A funcionalidade saiu do feature gate e agora é habilitada por padrão em todos os nós Linux com cgroup v2 e kernel ≥ 4.20. Mas a maior novidade é a detecção automática de suporte do SO.

O kubelet verifica se o kernel compilou com CONFIG_PSI=y. Se não houver suporte, as métricas simplesmente não aparecem — zero falso não é mais um problema.

Mais duas melhorias importantes

  • API estável: sem mudanças quebradoras entre versões.
  • Exposição dupla: /metrics/cadvisor (Prometheus) e Summary API.
"A PSI no GA não é apenas uma feature — é a porta de entrada para observabilidade preditiva."

Overhead real: abaixo de 3,125% mesmo com 80+ pods

Testes oficiais do SIG Node em hosts de 4 cores com 80 pods por nó mostraram números que acalmam qualquer engenheiro:

ComponenteOverhead adicional
Kubelet<0,1 cores (2,5% da capacidade)
Mecanismo PSI do kernel0,037 a 0,125 cores (0,925% a 3,125%)
Pico raro (segundos)0,225 cores (5,6%)

Conclusão prática: PSI pode ser ativada em produção sem impacto mensurável na carga de trabalho.Cuidado: ambientes com kernel < 4.20 ou sem cgroup v2 não conseguem usar PSI. Windows também não é suportado.
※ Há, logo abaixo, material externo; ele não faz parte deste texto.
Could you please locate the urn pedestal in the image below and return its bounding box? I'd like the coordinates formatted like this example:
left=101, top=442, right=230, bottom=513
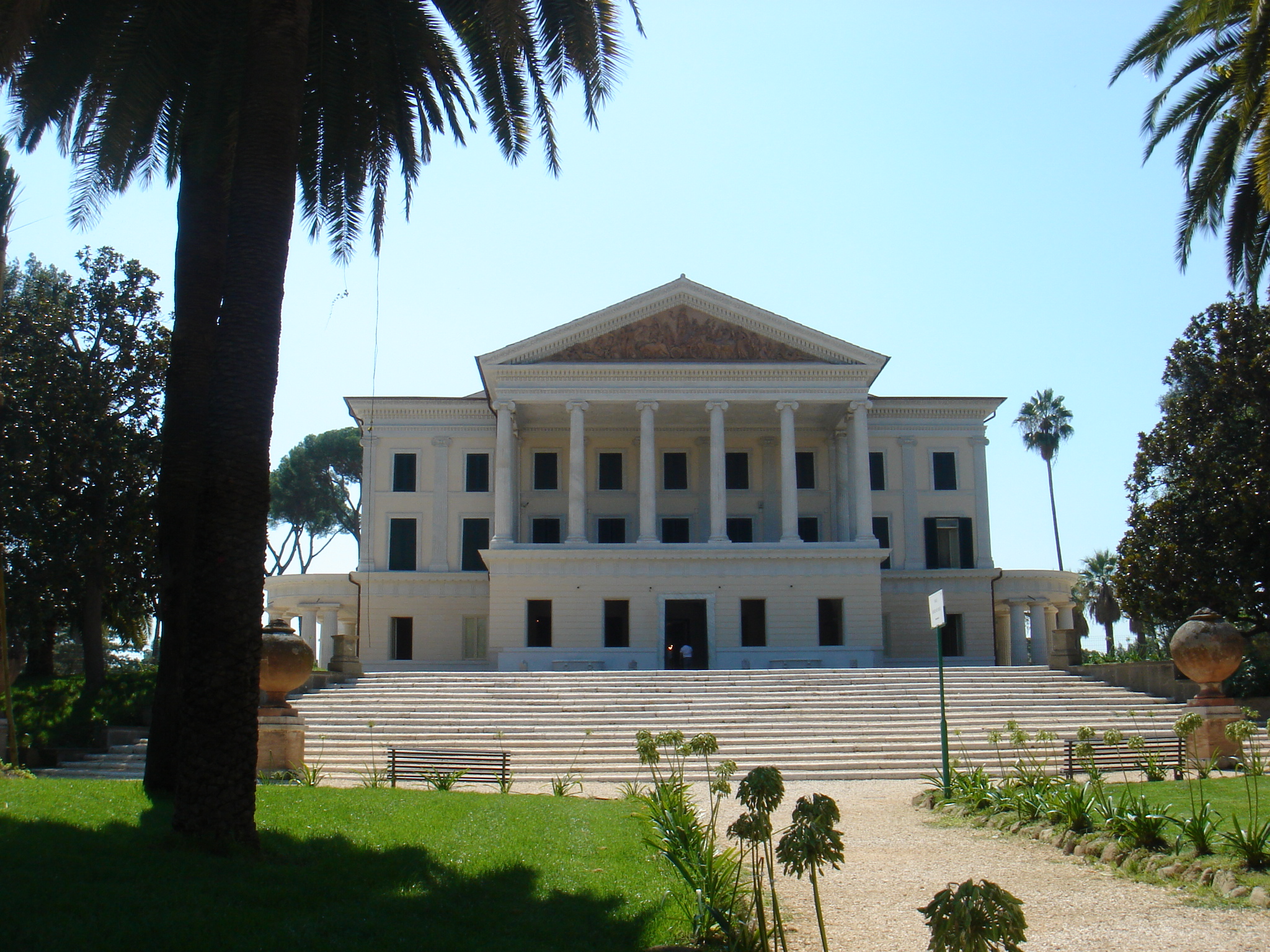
left=255, top=619, right=314, bottom=773
left=1168, top=608, right=1246, bottom=767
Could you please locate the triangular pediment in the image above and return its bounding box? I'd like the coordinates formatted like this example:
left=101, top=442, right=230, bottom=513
left=533, top=305, right=824, bottom=363
left=479, top=276, right=888, bottom=369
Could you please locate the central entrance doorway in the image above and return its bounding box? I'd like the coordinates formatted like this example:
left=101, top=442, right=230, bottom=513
left=663, top=598, right=710, bottom=670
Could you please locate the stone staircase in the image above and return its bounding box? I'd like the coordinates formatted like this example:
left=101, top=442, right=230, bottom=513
left=35, top=739, right=146, bottom=781
left=292, top=668, right=1183, bottom=790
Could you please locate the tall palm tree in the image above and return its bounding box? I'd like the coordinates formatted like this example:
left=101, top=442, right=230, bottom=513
left=0, top=0, right=637, bottom=842
left=1072, top=549, right=1124, bottom=658
left=1015, top=387, right=1076, bottom=571
left=1111, top=0, right=1270, bottom=303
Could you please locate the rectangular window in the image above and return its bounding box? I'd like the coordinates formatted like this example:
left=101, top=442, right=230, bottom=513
left=596, top=519, right=626, bottom=544
left=662, top=453, right=688, bottom=488
left=794, top=451, right=815, bottom=488
left=389, top=618, right=414, bottom=661
left=525, top=598, right=551, bottom=647
left=605, top=599, right=631, bottom=647
left=869, top=453, right=887, bottom=493
left=722, top=453, right=749, bottom=488
left=596, top=453, right=623, bottom=488
left=464, top=453, right=489, bottom=493
left=874, top=515, right=890, bottom=569
left=662, top=515, right=691, bottom=542
left=464, top=614, right=489, bottom=661
left=533, top=453, right=560, bottom=488
left=817, top=598, right=842, bottom=646
left=940, top=614, right=965, bottom=658
left=530, top=517, right=560, bottom=546
left=393, top=453, right=419, bottom=493
left=931, top=453, right=956, bottom=488
left=926, top=518, right=974, bottom=569
left=389, top=519, right=418, bottom=573
left=740, top=598, right=767, bottom=647
left=458, top=519, right=489, bottom=573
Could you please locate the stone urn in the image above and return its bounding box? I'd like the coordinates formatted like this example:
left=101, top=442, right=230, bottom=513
left=260, top=619, right=314, bottom=717
left=1168, top=608, right=1245, bottom=705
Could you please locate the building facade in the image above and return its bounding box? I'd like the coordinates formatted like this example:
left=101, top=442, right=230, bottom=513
left=265, top=276, right=1076, bottom=671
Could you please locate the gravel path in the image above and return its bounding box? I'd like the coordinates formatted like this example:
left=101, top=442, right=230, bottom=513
left=728, top=781, right=1270, bottom=952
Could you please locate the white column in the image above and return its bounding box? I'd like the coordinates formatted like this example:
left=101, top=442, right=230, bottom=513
left=564, top=400, right=590, bottom=542
left=706, top=400, right=730, bottom=542
left=776, top=400, right=802, bottom=542
left=635, top=400, right=658, bottom=542
left=428, top=437, right=452, bottom=573
left=357, top=434, right=378, bottom=573
left=1029, top=601, right=1049, bottom=668
left=848, top=400, right=879, bottom=542
left=899, top=437, right=926, bottom=571
left=970, top=437, right=992, bottom=569
left=833, top=424, right=856, bottom=542
left=1010, top=598, right=1028, bottom=666
left=491, top=400, right=515, bottom=545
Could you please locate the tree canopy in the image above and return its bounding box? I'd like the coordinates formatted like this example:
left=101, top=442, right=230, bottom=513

Como acessar e interpretar PSI no seu cluster

Duas interfaces padronizadas permitem consumir os dados:

  • Endpoint Prometheus (/metrics/cadvisor) — ideal para dashboards e alertas existentes.
  • Summary API — acesso direto via kubelet, exemplo:
"cpu": {
  "some": { "total": 1200000, "avg10": 0.5, "avg60": 0.3, "avg300": 0.1 },
  "full": { "total": 500000, "avg10": 0.2, "avg60": 0.1, "avg300": 0.05 }
}

O campo some indica tempo em que pelo menos uma tarefa sofreu pressão. full indica que todas as tarefas foram afetadas. O avg10 é o termômetro para alertas em tempo real.

"Um avg10 de CPU PSI subindo de 0,1 para 1,5 em dois minutos é sinal de que seus pods estão competindo por CPU — antes que o uso ultrapasse 90%."

Implicações para SREs e o ecossistema

Observabilidade preditiva

Com PSI, você não espera a lentidão chegar ao usuário. Um aumento no avg10 de memória pode gerar:

  • Ajuste proativo de limites de recursos.
  • Balanceamento preventivo de pods entre nós.
  • Alertas baseados em pressão, não em thresholds arbitrários de utilização.

Mercado em movimento

Provedores de nuvem (EKS, GKE, AKS) devem integrar PSI em seus dashboards nativos. Ferramentas como Datadog, New Relic e Grafana precisam adotar os novos endpoints. Para equipes de SRE, isso reduz scripts customizados e complexidade.

Riscos e limitações

  • Dependência de kernel moderno: ambientes legados podem exigir upgrade de SO.
  • Acesso privilegiado: a Summary API exige permissões de cluster-admin.
  • Curva de aprendizado: interpretar pressão exige treinamento — evite falsos positivos.

Visão Metatron

A graduação das PSI Metrics não é apenas mais uma feature. É um ponto de inflexão na maturidade da observabilidade de containers. Saímos de métricas superficiais que camuflam a dor real para indicadores que expõem a contenção com precisão cirúrgica.

Com overhead comprovadamente baixo e integração nativa com Prometheus, esse recurso capacita times a operar de forma preditiva — antecipando gargalos antes que eles impactem a experiência do usuário.

Resumo prático para sua equipe:
1. Verifique kernel ≥ 4.20 e cgroup v2 nos nós.
2. Ative a coleta de PSI via /metrics/cadvisor.
3. Crie alertas no avg10 de CPU, memória e I/O.
4. Treine o time para interpretar pressão em vez de utilização.A pressão está agora do seu lado. Comece a medir o que realmente importa.